資産除去債務

将来必要な工場の撤去費用などを財務諸表に反映する会計基準が2011年3月期から義務付けられる。アスベストなど法令や契約に基づく有害物質の処理や賃貸不動産の原状回復費用に伴う費用が対象で「資産除去債務」と呼ぶ。貸借対照表と損益計算書が大きく変わる可能性もある。早期適用する企業も出始めた。
(日本経済新聞2009年6月10日14面)

【CFOならこう読む】

「日鉄鉱業2009年3月期決算で貸借対照表の負債の部に約30億円の資産除去債務を計上した。

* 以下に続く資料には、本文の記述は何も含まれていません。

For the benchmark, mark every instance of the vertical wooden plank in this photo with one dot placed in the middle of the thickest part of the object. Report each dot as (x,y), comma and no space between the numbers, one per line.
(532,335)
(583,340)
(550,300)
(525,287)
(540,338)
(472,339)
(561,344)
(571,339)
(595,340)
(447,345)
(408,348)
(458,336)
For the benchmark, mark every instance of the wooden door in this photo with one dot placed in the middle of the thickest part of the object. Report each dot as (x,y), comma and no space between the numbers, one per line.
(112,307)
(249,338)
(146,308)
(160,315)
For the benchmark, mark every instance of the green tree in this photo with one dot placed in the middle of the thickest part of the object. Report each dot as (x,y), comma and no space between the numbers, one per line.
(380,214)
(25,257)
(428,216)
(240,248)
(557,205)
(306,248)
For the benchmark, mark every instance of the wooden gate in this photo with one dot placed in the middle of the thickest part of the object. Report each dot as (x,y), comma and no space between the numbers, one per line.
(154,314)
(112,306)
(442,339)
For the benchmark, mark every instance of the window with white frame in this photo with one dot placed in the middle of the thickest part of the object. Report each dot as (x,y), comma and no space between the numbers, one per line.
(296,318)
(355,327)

約40年後に閉鎖する鉱山など11カ所の撤退費用を国債の利率で現在価値に割り戻し、金額を算出。資産除去債務に伴う費用は減価償却費などとして損失処理することになる。
導入初年度の前期は、売上原価で約7千万円、特別損失で約24億円を計上した。特損は鉱山などが稼働した時から2008年3月期までの過年度分の減価償却費に当たる。」
(前掲紙)

適用初年度の会計処理がどうなるかですが、適用初年度における資産除去債務の金を負債計上し、資産除去債務を発生時点で計算した金額からその後の減価償却費相当額を控除した金額を資産計上し、その差額は適用初年度に特別損失として処理されます(資産除去債務に関する会計基準)。

多くの企業にとって気になるのは、賃貸不動産の原状回復費用の取扱いでしょう。
これについては、「敷金の回収が最終的に見込めないと認められる金額を合理的に見積もり、そのうち当期の負担に属する金額を費用に計上する方法によることができる(資産・負債の両建計上ではなく)」とされています(資産除去債務に関する会計基準の適用指針9項)。

その場合の償却年数ですが、「会社の同種の賃借建物等への平均的な入居期間で費用配分する」((資産除去債務に関する会計基準の適用指針[説例6])ことになります。